Ashley and I were on a date weekend and three places that we went to eat were all noticeably short-staffed. In one local public house, with around 30 tables and a full bar available, they had one, non-kitchen staff working…one.
We all tipped her well, helped serve ourselves, and cheered her on but the realization hit. Regardless of cause it is hard to find good people right now.
Meeting us at the front door of another restaurant we visited was a smiling hostess who, after some conversation, was laughing that the only reason she was there is because her friends work there and called her last minute to see if she could come help “seat people”. She technically was not on the payroll.
The vision of our business is calling for growth and growth is calling more people but how do you hire the right people when you can’t find any people to hire?
Someone told me last week, “INDEED (the online job posting site) must be making a killing right now!”
Probably so, and yet finding and hiring the right people seems to be killing us.
I’ve got hard news, and even harder news…and yet there is hope.
The hope is this, people are still people and people migrate towards experiences they find fulfillment in.
The good news is that the bar is low right now for business owners creating a fulfilling work experience for people to migrate towards.
The other bit of good news is that people are still people and people are social…they want to share things with others they know. But the things they share must be remarkable…worth remarking about.
How can you create a remarkable culture that a very small group of people will be attracted to and then go and invite their friends?
This is the hard news…it ain’t easy, but it is doable.
Let’s take this in two parts. Part one, creating a remarkable culture. Part two, finding the right people to come join your remarkable culture.

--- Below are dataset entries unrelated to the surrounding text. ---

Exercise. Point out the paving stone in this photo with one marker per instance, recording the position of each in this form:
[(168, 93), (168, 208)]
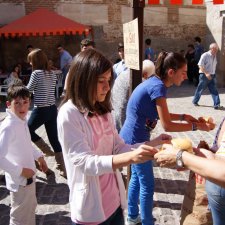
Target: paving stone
[(53, 193)]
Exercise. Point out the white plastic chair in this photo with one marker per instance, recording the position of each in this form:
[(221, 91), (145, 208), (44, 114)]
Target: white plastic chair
[(59, 83)]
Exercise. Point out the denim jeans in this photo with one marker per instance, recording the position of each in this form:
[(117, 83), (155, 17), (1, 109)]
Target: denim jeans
[(141, 186), (211, 84), (47, 116), (115, 219), (216, 198)]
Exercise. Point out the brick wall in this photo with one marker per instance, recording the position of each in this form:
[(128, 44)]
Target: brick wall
[(106, 17)]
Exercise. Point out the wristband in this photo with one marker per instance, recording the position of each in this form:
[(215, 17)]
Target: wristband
[(179, 160), (182, 116), (194, 127)]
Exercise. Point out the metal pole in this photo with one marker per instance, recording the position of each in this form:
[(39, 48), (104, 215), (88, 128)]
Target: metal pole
[(138, 12), (136, 75)]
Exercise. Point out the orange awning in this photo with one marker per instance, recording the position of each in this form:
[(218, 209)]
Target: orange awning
[(43, 22)]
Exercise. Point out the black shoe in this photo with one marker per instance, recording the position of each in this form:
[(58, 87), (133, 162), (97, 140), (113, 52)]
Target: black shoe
[(196, 104), (218, 107)]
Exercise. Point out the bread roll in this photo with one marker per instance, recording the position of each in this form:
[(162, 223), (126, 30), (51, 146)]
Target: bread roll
[(206, 119), (182, 143)]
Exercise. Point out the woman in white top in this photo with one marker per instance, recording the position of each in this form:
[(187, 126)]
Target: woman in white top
[(92, 148)]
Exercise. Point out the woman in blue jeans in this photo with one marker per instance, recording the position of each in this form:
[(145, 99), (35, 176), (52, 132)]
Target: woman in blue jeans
[(216, 199), (146, 105)]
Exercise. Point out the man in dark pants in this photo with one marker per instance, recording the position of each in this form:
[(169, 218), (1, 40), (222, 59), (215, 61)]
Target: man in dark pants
[(207, 77)]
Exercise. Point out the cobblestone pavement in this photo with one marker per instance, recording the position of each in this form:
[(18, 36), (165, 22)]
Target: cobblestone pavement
[(52, 192)]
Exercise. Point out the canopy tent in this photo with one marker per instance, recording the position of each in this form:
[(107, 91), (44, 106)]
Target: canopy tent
[(43, 22)]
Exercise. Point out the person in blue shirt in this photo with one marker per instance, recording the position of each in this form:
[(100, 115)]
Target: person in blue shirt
[(146, 105), (199, 50), (65, 61), (149, 52)]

Starting with part one, how do we create a remarkable culture?
For many, it means ping pong tables, free sodas and snacks, cadillac-style benefits, and unreasonable perks that do more to promote not-working than aligning great people to do great work and lock in on a collective mission.
Culture has very little to do with ping pong tables and Reese’s Pieces.
First, in order to have a great culture, you simply must have a written and installed structure.
Noise and shifting foundations are the new landscape for our society. We are being encouraged to each have our own worldview. It is a curious thought that after deliberation leads to the realization that society cannot function without agreed upon collective structure.
Too much structure leads to dictatorial rule, too little and truth becomes relative and stop lights become suggestions rather than law.
In business, structure equals written vision, mission, values, process roadmaps, job roles, org charts, hiring and onboarding processes, and consistent communication hubs like team meetings and daily huddles.
Bad cultures are built (yes, bad cultures are actually built) by business owners who say they have structure, and then disregard the structure.
Second, in order to build a great culture, you must repeat and maintain your structure over time.
Built by leading your weekly meeting…every week.
Built by working your hiring and onboarding process…every time.
Built by reviewing your mission and values…at every gathering, at every sales call, on every page of your site. Talking about them in real conversation when you rise up, walk around, and lie down. They become engrained.
Built by showing up to your huddle…every time.
Bad culture is built by saying you will do this, and not showing up.
Culture is created through the intentional planting of either the right or the wrong ingredients…it is your choice.
Culture is not reformed in a retreat, or after a two-week strategy period with a culture consultant. Culture responds directly to the effort you apply to the systems and structure you create.
Ashley and I want to be married for a long time so we put a series of structures in place that facilitates connectedness in our relationship like dating weekly and getting away quarterly. You could say, “that’s not love if you have to schedule your relationship!”
I’m not sure it’s love if you don’t intentionally schedule it.
First, KNOW the job role you are asking people to commit to and KNOW the processes you are asking them to do.
A good job role will be a simple outline of all the tasks and processes you are asking that person to commit that is tied directly to the vision of the business and the mission that binds you.
A good role must also be written down and shared.
Second, start with your connections and not with a global blast for people.
This will not always work and yet it must be the first place you start. After you have written your job role…share THAT job role with your friends and relationships. Ask, “who do you know who would be great at the items on this role…AND would buy into our mission?”
In order for them to know the mission to buy into…it means you must first know it and share it.
That’s right, share your mission with your friends and networks.
Third, when you have team members who are buying in, ask them who they know who would fit the mission. If they don’t invite people then it may be an indication that they aren’t sold on the culture themselves.
If they do invite people then it shows you they want others to be a part of what they are a part of.
It will be easy to dismiss all of this under the sentiment, “well you just don’t understand what it is like in our market/industry/business INSERT EXCUSE HERE”.
If you intentionally build an attractive culture through repetitive structure…people will come.